On the Nature of Microservices

a series of interlocking sawtoothed gears, intended to represent a set of microservices

Microservices entered the lexicon of systems engineering a number of years ago, breaking up a system which might once have been delivered as a single large binary — though usually with separate relational database at least — to instead consist of a series of small microservices each performing a specific function and communicating amongst themselves to provide an overall service.

In my experience at least, moving to a microservices architecture does solve real problems but the nature of the problems it solves are as much organizational as technical.

In a very large engineering team all trying to work together to deliver a solution, one frequently loses velocity simply because of the number of teams jostling against each other:

  1. The release process grows over time, and tends to add process of the form "make sure that problem never happens again."
  2. Rollbacks roll back everything. When every team has P0 deliverables, no team has P0 deliverables.
  3. The internal architecture might have been carefully planned... or might not. Even without a "if I can call it, I can use it" mentality, there still can be significant underspecification.

 

Moving to Microservices

A team which moves to microservices, devoting considerable effort to do so, has every incentive to solve these issues:

  1. The release process for each microservice can be (mostly) decoupled with disciplined versioning of API between producers and consumers.
  2. Rollbacks impact only a portion of the overall service.
  3. The interfaces between microservices will have an API boundary, though Hyrum's Law still applies that un-promised behavior can become a load-bearing dependency.

The tradeoff is that one now has a distributed system, and distributed systems are hard.

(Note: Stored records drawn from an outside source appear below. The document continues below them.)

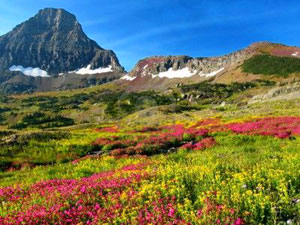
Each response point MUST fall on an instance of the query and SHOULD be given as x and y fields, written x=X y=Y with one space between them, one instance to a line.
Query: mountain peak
x=53 y=41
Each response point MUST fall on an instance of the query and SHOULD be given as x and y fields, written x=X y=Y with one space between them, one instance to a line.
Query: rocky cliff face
x=54 y=42
x=185 y=66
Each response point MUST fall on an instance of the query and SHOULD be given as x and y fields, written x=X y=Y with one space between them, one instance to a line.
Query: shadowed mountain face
x=49 y=44
x=53 y=41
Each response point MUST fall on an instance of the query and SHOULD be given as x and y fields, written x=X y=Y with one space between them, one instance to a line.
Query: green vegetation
x=271 y=65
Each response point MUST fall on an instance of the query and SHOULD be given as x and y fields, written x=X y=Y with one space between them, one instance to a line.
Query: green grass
x=272 y=65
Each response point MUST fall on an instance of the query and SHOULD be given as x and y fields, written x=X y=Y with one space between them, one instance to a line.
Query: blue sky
x=135 y=29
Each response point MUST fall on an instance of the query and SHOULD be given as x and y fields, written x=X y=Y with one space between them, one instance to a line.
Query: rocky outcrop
x=205 y=67
x=53 y=41
x=290 y=91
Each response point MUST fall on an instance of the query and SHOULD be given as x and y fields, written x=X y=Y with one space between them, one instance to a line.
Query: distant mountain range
x=50 y=51
x=53 y=45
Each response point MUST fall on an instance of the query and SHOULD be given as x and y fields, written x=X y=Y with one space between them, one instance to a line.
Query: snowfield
x=127 y=77
x=88 y=70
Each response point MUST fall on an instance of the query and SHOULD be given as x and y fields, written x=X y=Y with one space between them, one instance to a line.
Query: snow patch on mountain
x=29 y=71
x=88 y=70
x=214 y=73
x=127 y=77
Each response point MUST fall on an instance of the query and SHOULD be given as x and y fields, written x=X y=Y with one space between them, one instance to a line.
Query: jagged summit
x=53 y=41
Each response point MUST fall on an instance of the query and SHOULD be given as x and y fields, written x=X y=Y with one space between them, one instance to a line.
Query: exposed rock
x=53 y=41
x=278 y=93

  • Debugging is much more likely to cross multiple processes.
  • The 95% and 99% tail latency will suffer, as long code paths likely incur extra cross-process messaging.
  • A robust design will degrade if subsystems are unavailable, transforming the potential for outage into more frequent partial systems failure.

Kubernetes logo, a ship's wheel

If the problem being solved is "maximize effectiveness of a large engineering team" then these are perhaps good tradeoffs. One has the resources to develop tooling for debugging and latency and reliability. If one has further chosen to deploy those services via an orchestration system like Kubernetes, one has the personnel to cover the operational burden of that too.

If one doesn't have the personnel to cover the cost, microservices become a more questionable choice. Fundamentally: delivering via monolithic binary is not inherently bad. It isn't automatically a poor choice. It isn't poor engineering.

How to deliver software is influenced by the size and composition of the team delivering it.